Na środkowej kresce znajduje się łono. Gdy narysujecie je w tym miejscu pewnie wyda wam się, że jest za wysoko. Ale jest ok. Nasze nogi są dość długie, serio.

Łono okalają okrąglutkie biodra. U jednych szersze u niektórych węższe. Ja narysowałam takie w sam raz. Na stronie www.rysuj.pl przeczytałam o tym, że na samej górze u kobiet uda się ze sobą nie stykają (ze względu na budowę miednicy przygotowującą do urodzenia dziecka) ale zauważyłam, że to ma miejsce nie u wszystkich kobiet (no wiecie, czasem uda są szersze, bo się tam odkładają nadprogramowe kilogramy), więc ja bym tego nie traktowała jako reguły.
Na czwartej linii od góry znajdzie się pępek (mówiłam, że podział na 8 jest fajniejszy?).

Kolana znajdą się gdzieś poniżej czwartej kreski od dołu. Gdy postać stoi na baczność to stykają się (o właśnie! stanie nago przed lustrem to kolejne z moich poświęceń ;)). Uda także są w stanie się zetknąć.

Gdy postać ma rozkraczone nogi to podział na 8 przestaje obowiązywać, gdyż człowiek jest wtedy niższy. Im bardziej rozszerzone nogi tym większe odkształcenia. Same nogi nadal można podzielić na 4 części.

Większości się wydaje że kolano jest bardzo zaokrąglonym punktem na nogach. Inni z kolei całkowicie jego kształt pomijają rysując łydki od razu z uda. Prawda leży po środku- kolana są widoczne i lekko zaokrąglone ale też bez przesady.
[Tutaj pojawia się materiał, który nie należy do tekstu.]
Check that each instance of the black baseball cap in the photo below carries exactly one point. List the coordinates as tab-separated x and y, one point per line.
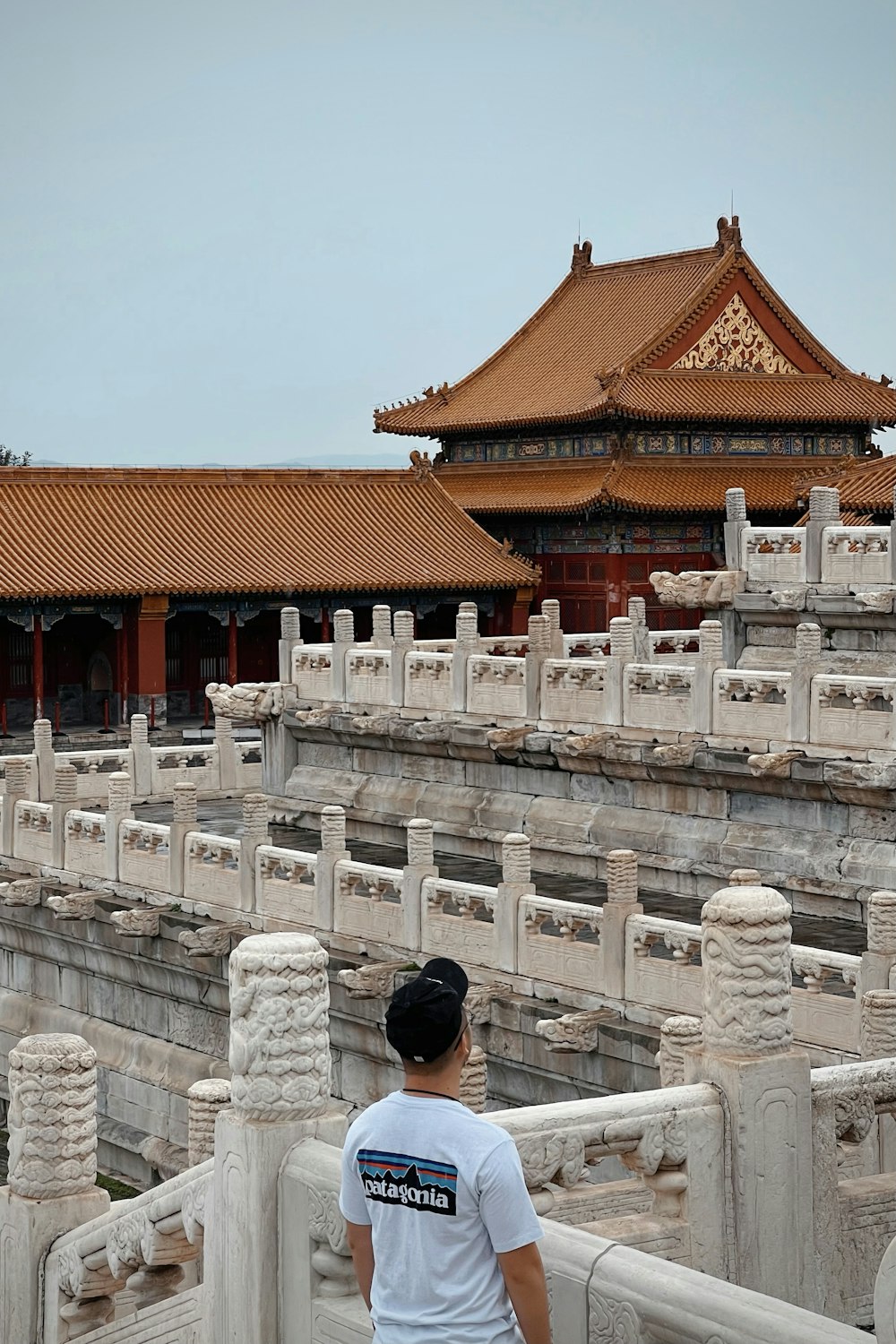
426	1015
Od kolan w dół są oczywiście łydki. Wyraźnie zaokrąglone. U dołu bardzo się zwężają. W tym miejscu nawet przy złączonych nogach łydki się nie stykają. Ale wyżej jak najbardziej. W tym kroku nakreśliłam tez stopy. Wyszłam nieco poza dolną linię, ponieważ gdy widzimy całą postać to jej stopy widzimy lekko od góry. Gdybyśmy położyli się na podłodze i z tej perspektywy oglądali człowieka to widzielibyśmy jedynie przody jego palców u stóp. Ale wtedy oczywiście reszta postaci by się nam zniekształciła.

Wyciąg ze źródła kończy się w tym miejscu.